Sobota, 7 listopada 2015 · Komentarze(0)
Kategoria Trenażer
Co z tego, że 10*C na dworze, podczas gdy ciągle za oknem pada.  Bez możliwości wyjścia poza cztery ściany postanowiłem dzisiaj odpalić, jak to co roku praktycznie o tej porze, pierwszego trenażerowego dnia! Wstałem więc z łóżka i lekko zniechęcony zjadłem śniadanie i długo nie czekając odpaliłem tą szatańską maszynę ;)

Wyciskacz potu....byłby....gdyby nie wiejący wiatrak prosto w twarz / na klatę. Jest dosłownie znacznie lepiej niż w fitness clubie gdzie leje się z ciebie pot strumieniami, bo klima ledwo dmucha i żadnego nawiewu. Ale i tak jest fajnie - będzie dopóki się nie odwodnię :D

Dzisiaj po tygodniowym szaleństwie na siłowni i rowerkach luźne i spokojne 2h równej jazdy. Trzeba mi było tylu godzin i takiego obciążenia żeby rozkręcić nóżki, żeby na spokojnie znowu zacząć trenować....bo przecież akumulator ładuje się najlepiej długo i niskim napięciem :)
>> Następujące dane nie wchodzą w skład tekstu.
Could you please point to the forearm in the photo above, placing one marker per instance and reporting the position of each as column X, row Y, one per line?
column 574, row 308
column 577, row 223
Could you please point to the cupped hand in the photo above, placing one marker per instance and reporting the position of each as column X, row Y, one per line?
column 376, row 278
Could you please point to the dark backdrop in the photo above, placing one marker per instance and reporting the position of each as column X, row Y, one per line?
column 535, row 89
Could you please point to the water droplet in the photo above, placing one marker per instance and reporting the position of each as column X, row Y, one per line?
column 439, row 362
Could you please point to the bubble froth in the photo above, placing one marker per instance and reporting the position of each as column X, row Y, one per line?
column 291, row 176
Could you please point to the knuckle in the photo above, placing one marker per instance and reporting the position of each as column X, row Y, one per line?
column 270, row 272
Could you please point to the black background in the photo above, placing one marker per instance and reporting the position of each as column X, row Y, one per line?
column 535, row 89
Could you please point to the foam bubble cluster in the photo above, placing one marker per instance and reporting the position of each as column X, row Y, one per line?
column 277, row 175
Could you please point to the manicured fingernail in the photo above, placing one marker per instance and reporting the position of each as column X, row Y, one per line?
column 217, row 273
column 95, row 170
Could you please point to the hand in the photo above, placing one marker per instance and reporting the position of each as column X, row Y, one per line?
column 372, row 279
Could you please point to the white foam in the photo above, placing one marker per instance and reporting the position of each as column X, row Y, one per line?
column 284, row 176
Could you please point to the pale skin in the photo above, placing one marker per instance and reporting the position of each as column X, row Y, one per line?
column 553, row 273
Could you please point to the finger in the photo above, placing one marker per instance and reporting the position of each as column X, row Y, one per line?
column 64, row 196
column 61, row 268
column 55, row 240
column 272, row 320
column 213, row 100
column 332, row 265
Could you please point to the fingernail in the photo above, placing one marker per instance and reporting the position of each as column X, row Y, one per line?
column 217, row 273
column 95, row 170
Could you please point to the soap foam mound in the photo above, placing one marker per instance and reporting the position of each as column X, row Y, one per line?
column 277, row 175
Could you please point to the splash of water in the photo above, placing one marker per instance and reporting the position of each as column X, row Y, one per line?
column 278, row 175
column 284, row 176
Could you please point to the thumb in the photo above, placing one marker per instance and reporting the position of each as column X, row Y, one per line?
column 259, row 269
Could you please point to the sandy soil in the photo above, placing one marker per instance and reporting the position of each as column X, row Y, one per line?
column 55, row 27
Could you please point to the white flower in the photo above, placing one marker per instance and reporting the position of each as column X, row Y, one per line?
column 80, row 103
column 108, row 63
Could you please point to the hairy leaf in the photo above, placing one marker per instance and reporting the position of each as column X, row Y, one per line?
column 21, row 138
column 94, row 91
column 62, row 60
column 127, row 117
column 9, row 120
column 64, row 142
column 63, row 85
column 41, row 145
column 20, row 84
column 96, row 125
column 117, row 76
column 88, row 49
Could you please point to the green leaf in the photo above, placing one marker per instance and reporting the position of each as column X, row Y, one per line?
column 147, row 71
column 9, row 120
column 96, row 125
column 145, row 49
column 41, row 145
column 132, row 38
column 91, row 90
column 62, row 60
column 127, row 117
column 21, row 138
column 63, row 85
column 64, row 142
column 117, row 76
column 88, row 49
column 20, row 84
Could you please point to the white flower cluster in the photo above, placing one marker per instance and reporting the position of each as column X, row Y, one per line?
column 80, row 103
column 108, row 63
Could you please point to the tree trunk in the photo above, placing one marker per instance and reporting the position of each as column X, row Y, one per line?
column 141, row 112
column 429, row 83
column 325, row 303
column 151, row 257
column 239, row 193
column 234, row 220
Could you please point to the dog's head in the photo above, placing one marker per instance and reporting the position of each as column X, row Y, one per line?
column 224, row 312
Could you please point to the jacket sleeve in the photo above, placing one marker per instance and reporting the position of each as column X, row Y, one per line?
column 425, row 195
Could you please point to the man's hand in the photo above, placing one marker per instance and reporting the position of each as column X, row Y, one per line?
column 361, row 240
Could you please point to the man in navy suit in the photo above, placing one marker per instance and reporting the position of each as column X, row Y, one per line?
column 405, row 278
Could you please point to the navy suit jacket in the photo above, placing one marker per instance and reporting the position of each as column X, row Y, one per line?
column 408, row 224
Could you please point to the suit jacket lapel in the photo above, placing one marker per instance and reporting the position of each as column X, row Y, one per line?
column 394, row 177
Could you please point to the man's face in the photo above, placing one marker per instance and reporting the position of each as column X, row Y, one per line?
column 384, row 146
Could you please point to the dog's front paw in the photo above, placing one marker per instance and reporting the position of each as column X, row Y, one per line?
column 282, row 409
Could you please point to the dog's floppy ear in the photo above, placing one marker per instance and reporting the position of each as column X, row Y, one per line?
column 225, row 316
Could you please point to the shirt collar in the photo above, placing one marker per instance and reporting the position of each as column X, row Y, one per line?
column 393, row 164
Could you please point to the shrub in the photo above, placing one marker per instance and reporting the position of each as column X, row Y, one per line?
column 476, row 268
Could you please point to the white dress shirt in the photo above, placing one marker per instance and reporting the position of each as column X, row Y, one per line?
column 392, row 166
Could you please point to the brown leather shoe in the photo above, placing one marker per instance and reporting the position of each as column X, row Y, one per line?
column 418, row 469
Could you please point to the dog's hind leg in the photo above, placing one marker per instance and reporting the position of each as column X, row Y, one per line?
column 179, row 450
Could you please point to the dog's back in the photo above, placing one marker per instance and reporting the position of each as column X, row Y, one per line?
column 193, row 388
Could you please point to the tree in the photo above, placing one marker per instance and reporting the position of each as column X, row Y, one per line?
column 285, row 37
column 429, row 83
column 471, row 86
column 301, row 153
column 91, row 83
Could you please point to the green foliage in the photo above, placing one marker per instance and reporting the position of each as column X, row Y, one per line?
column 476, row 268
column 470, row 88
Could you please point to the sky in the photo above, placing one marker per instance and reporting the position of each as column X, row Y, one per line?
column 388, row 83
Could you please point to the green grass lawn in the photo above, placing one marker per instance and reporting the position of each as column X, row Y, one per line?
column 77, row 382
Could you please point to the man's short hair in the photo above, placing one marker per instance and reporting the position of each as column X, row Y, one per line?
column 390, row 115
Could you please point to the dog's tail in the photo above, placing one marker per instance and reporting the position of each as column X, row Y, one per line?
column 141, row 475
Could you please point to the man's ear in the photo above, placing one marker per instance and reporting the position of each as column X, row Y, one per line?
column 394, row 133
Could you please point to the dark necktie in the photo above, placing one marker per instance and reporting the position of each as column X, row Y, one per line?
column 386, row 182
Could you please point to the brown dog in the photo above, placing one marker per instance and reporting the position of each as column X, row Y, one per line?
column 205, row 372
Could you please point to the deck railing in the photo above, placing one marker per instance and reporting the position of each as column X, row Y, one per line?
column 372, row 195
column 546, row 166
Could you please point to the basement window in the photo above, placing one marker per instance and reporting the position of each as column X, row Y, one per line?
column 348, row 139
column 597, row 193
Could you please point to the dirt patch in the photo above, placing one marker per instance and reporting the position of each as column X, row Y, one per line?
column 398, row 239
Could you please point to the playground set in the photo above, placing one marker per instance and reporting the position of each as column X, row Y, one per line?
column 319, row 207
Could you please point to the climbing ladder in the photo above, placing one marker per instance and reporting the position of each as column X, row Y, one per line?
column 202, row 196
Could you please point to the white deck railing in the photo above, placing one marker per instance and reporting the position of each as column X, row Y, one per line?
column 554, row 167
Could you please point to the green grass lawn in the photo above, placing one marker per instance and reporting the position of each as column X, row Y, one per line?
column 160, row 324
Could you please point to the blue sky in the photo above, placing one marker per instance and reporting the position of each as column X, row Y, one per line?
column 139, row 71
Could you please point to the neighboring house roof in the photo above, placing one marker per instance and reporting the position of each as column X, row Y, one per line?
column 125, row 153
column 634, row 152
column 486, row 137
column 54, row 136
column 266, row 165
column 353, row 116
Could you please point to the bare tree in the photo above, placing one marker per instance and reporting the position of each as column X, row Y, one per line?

Jedno mogę stwierdzić na pewno, że podjazdy w większości pewnie będę trzaskał na stojąco - a to zasługa "indoor cyclingu", gdzie praktycznie non stop się stoi...ale to i fajne, bo przecież także grzbiet się wzmacnia przez różne ćwiczenia i pozycje :)

cad: 86


Zapraszam do komentowania wpisów | Komentarze(0)

Komentarze (0)

Nie ma jeszcze komentarzy.
Wpisz trzy pierwsze znaki ze słowa patrz

Dozwolone znaczniki [b][/b] i [url=http://adres][/url]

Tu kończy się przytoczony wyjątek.